2. Sprinkle in a little bit of what you don't know: predictive analytics.
Depending on whom you're working with, you could even end up with data beyond where you started. Take Mintigo as an example. When scoring leads, that company also relies on big data of its own -- meaning, financials -- to understand how much a business is spending on Google AdWords, staff, hiring, etc. This kind of data will allow your company to dial things in that much more tightly, and fill in the gaps in your own approach.
Bombora is a B2B data analytics company that pulls from a cooperative of partners, including news and commerce sites, and provides data related to a potential lead's company size and revenue, functional area, industry, professional group and seniority. Advertisers and agencies are then armed with data from outside of their owned channels that is predictive of purchase and paints a clearer path to their specific needs and intentions.
3. Target accounts and score the leads with account-based marketing (ABM).

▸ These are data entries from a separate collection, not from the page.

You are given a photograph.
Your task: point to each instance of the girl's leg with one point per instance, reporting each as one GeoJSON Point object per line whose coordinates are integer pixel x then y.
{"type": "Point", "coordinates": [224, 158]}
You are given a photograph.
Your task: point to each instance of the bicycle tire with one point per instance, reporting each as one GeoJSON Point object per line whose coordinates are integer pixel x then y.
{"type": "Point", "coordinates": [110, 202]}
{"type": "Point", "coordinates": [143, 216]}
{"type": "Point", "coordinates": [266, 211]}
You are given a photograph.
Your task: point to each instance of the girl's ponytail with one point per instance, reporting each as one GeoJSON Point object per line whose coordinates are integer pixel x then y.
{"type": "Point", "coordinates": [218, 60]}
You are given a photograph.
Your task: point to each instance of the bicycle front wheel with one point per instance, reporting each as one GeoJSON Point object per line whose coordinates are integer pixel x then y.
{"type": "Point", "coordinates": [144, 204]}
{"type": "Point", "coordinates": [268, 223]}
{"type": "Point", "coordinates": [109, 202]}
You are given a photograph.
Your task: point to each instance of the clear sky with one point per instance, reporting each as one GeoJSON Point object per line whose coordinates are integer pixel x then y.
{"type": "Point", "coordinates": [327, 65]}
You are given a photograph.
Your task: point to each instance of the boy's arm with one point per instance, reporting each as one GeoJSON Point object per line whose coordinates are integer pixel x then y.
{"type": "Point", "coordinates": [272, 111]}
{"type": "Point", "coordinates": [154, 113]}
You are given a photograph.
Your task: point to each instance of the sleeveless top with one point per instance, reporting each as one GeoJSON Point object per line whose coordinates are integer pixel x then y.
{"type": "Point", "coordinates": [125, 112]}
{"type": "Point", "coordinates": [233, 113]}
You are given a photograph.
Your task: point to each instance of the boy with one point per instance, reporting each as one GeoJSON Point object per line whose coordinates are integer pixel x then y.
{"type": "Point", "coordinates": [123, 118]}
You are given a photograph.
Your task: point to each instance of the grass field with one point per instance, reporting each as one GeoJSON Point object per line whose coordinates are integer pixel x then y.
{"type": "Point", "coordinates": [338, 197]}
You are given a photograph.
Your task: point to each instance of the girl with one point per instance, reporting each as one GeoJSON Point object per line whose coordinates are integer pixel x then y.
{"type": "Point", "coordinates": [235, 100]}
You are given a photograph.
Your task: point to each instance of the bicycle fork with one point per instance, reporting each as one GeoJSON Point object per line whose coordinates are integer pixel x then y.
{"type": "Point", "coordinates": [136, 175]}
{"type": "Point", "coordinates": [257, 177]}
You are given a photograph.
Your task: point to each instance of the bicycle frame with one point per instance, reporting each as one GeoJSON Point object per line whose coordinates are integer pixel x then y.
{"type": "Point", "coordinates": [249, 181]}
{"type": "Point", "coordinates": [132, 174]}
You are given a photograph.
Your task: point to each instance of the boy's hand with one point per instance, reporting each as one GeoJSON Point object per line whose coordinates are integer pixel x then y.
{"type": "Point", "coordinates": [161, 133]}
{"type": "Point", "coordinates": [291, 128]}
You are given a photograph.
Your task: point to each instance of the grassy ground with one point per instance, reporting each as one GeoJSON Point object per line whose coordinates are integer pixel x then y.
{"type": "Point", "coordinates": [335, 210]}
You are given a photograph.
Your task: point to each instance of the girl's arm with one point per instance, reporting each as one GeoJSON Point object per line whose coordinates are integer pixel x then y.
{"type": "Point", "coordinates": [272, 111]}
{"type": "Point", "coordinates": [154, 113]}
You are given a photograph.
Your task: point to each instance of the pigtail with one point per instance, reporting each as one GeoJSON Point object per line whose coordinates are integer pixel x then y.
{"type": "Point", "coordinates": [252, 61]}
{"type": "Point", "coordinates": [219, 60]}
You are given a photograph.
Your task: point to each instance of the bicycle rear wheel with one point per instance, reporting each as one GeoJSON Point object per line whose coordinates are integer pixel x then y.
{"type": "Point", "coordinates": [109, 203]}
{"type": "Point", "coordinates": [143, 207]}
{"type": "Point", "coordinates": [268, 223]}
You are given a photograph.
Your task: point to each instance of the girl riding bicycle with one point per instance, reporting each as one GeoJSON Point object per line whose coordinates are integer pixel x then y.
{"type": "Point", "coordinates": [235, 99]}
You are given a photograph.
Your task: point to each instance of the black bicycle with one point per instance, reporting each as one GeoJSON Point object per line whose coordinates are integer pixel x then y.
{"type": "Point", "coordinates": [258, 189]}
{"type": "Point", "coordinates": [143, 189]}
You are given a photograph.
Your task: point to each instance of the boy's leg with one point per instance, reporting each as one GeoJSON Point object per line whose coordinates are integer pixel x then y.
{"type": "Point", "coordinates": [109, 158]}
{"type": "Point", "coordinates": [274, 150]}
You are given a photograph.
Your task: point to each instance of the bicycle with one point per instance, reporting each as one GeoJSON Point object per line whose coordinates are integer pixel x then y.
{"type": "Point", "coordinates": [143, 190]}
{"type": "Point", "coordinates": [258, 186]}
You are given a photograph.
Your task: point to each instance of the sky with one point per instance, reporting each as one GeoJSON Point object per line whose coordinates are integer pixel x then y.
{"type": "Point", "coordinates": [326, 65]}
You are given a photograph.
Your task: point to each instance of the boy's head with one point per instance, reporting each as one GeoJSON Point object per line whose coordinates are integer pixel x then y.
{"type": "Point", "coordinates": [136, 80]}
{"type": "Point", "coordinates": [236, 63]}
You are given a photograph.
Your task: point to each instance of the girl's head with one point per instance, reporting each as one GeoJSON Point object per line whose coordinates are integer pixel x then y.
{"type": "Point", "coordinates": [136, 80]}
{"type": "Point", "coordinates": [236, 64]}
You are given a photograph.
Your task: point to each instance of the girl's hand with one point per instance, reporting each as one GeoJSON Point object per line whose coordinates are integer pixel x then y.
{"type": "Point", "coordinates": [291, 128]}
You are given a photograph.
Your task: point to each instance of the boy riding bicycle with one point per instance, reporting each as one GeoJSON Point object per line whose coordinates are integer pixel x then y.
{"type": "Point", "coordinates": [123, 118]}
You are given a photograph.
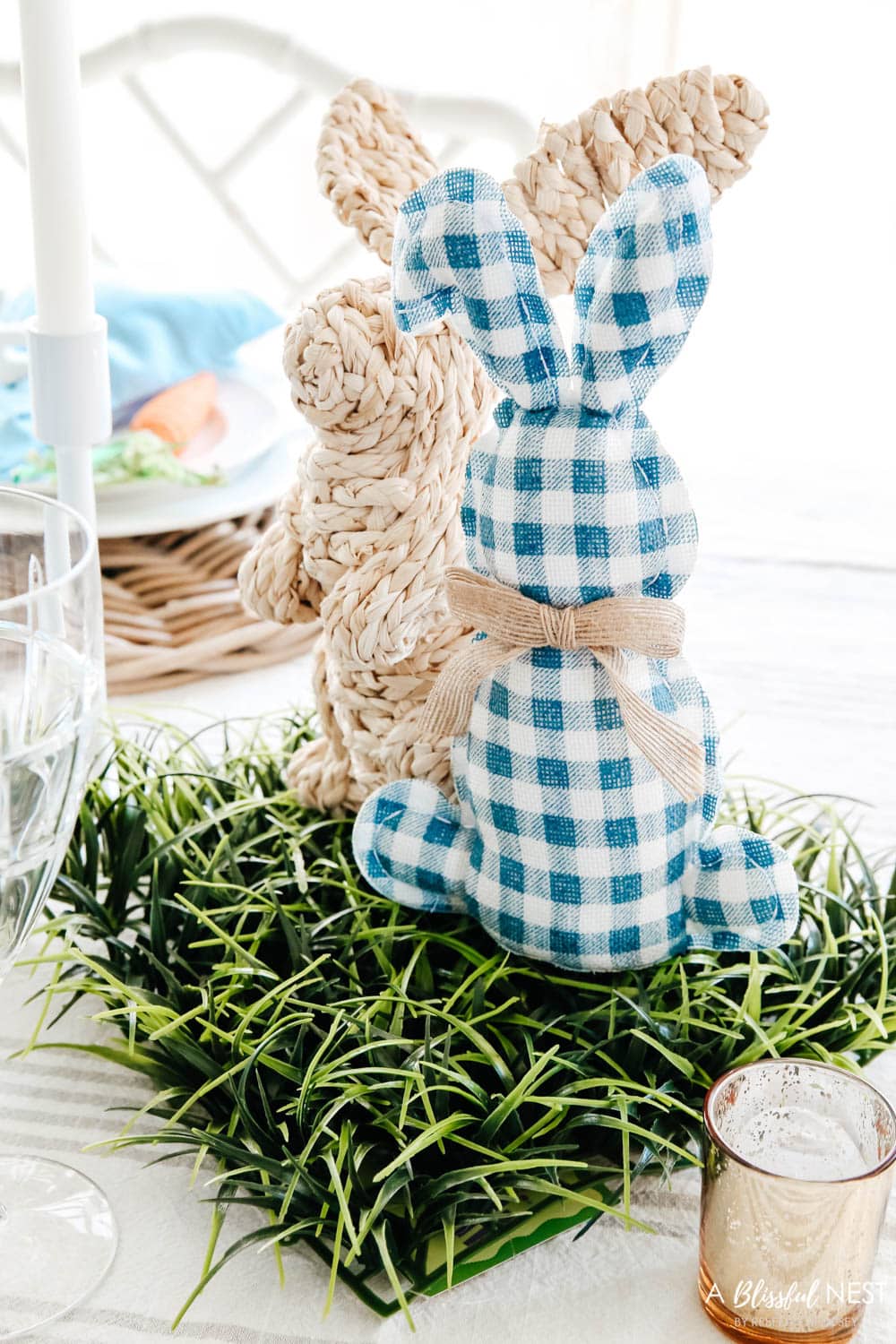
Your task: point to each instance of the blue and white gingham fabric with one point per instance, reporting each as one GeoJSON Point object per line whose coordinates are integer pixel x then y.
{"type": "Point", "coordinates": [564, 841]}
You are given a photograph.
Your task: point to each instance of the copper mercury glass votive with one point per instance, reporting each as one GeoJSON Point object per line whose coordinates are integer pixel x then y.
{"type": "Point", "coordinates": [798, 1164]}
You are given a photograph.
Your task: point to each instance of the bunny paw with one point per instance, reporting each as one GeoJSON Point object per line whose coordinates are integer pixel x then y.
{"type": "Point", "coordinates": [742, 892]}
{"type": "Point", "coordinates": [411, 847]}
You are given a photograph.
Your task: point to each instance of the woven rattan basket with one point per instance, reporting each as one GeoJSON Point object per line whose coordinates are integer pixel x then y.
{"type": "Point", "coordinates": [174, 612]}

ABM is where the magic happens, and this is why it's incredibly important to find out how your leads are being scored. Many software packages have a closed system, meaning it inputs data and churns out lead scores.
While this is certainly better than nothing, it's not ultimately what you want.

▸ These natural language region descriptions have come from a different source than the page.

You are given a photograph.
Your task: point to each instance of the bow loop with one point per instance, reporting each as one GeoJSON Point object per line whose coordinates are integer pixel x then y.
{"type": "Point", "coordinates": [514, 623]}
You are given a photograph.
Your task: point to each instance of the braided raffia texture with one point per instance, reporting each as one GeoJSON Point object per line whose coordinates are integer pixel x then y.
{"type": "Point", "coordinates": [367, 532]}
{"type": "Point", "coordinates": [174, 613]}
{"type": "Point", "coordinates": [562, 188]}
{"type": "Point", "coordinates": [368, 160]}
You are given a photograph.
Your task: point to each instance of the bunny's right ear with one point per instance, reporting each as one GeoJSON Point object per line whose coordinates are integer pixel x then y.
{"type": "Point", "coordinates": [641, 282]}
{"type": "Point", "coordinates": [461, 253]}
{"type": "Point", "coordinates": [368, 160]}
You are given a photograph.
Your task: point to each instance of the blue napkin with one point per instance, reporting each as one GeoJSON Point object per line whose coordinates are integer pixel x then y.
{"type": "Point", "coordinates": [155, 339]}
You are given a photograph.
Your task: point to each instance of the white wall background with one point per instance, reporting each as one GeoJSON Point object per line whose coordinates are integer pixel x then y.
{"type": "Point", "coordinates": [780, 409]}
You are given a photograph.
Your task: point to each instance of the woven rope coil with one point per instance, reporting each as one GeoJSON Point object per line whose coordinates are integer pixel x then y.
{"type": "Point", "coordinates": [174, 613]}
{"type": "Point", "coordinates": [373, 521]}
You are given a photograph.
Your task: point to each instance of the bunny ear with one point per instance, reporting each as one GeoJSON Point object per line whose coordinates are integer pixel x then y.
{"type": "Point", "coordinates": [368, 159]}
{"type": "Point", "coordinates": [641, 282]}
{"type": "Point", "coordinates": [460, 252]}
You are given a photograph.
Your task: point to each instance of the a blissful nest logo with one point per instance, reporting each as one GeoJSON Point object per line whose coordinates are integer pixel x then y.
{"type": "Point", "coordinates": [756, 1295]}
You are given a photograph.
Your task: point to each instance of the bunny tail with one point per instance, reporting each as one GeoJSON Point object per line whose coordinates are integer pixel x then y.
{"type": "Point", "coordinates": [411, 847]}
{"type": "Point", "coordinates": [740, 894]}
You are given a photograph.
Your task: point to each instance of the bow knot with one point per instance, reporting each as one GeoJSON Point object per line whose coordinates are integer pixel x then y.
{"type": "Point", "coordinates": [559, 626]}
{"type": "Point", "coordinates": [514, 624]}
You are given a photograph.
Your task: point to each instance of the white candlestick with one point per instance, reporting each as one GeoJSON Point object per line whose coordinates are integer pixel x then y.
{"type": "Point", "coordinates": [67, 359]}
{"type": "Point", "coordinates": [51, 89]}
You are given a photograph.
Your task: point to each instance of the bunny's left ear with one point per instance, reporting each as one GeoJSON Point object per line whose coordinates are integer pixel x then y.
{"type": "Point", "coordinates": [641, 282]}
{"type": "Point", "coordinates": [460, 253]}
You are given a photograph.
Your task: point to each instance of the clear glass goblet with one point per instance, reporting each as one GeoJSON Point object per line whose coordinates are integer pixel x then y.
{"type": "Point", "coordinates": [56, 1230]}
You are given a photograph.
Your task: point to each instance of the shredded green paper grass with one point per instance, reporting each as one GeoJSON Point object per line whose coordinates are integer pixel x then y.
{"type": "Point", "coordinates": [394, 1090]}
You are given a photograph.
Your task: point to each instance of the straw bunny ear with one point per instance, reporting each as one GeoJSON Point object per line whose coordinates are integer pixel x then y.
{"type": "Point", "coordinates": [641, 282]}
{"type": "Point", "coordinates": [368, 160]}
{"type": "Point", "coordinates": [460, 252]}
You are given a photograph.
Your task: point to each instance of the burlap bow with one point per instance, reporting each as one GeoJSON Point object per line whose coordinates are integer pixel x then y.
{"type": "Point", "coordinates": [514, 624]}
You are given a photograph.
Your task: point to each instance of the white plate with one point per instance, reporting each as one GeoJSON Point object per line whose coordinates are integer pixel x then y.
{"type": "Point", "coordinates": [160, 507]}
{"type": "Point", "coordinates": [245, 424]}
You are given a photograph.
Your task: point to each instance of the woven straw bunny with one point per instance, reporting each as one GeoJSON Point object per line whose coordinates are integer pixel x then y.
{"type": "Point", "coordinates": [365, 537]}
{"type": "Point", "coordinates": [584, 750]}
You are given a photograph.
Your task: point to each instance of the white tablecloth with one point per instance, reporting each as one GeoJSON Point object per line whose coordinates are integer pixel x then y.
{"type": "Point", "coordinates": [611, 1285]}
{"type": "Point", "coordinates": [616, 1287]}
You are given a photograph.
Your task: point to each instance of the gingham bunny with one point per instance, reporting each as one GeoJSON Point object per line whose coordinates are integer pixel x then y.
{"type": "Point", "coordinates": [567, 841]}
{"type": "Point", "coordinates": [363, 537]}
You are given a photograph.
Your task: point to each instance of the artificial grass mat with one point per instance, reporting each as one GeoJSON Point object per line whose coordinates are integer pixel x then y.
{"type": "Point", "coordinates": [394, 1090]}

What data is behind the selection of accounts for ABM and lead-scoring models? You want to know how accounts are being selected, and leads are being scored, to make sure that the system actually works. By knowing the why behind the machine-learning models, you can target your segments, content, campaigns and even conversations with prospects to increase effectiveness and customer satisfaction.
This is the part where you can input all those instincts and wisdom and experience you've gained. Weigh key factors more strongly so you can get your team the best possible information to succeed. Think of it as copying your decision-making skills onto a computer so that your team can access those skills whenever they want without having to knock on your door to ask your opinion.
Many of the skills needed to get an idea off the ground aren't the same as those needed to scale a business from infancy to maturity.
So, in the end, you might have a great idea. You might be a fantastic marketer or salesperson by yourself. But, as you begin to add people to your team, you need to have systems in place that help your people think and work as effectively as if you were doing it yourself.
That's where a data strategy comes into play, and it's really only one of a thousand ways to systematize your business to succeed, so you can spend time working on your business and not in it.